(1-2) Una noche, un fariseo llamado Nicodemo, que era líder de los judíos, fue a visitar a Jesús y le dijo:
—Maestro, sabemos que Dios te ha enviado a enseñarnos, pues nadie podría hacer los milagros que tú haces si Dios no estuviera con él.
—Te aseguro que si una persona no nace de nuevo[1] no podrá ver el reino de Dios.
—¿Cómo puede volver a nacer alguien que ya es viejo? ¿Acaso puede entrar otra vez en el vientre de su madre?
—Te aseguro que si uno no nace del agua y del Espíritu, no puede entrar en el reino de Dios. Todos nacen de padres humanos; pero los hijos de Dios sólo nacen del Espíritu. No te sorprendas si te digo que hay que nacer de nuevo. El viento sopla por donde quiere, y aunque oyes su sonido, no sabes de dónde viene ni a dónde va. Así también sucede con todos los que nacen del Espíritu.
Nicodemo volvió a preguntarle:
—¿Cómo puede suceder esto?
—Tú eres un maestro famoso en Israel, y ¿no lo sabes?
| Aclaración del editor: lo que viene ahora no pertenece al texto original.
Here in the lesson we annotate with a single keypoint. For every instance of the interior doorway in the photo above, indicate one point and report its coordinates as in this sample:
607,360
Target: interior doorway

Te aseguro que nosotros sabemos lo que decimos, porque lo hemos visto; pero ustedes no creen lo que les decimos. Si no me creen cuando les hablo de las cosas de este mundo, ¿cómo me creerán si les hablo de las cosas del cielo? Nadie ha subido al cielo, sino solamente el que bajó de allí, es decir, yo, el Hijo del hombre.
»Moisés levantó la serpiente de bronce en el desierto, y del mismo modo yo, el Hijo del hombre, tengo que ser levantado en alto, para que todo el que crea en mí tenga vida eterna.
»Dios amó tanto a la gente de este mundo, que me entregó a mí, que soy su único Hijo, para que todo el que crea en mí no muera, sino que tenga vida eterna. Porque Dios no me envió a este mundo para condenar a la gente, sino para salvarla.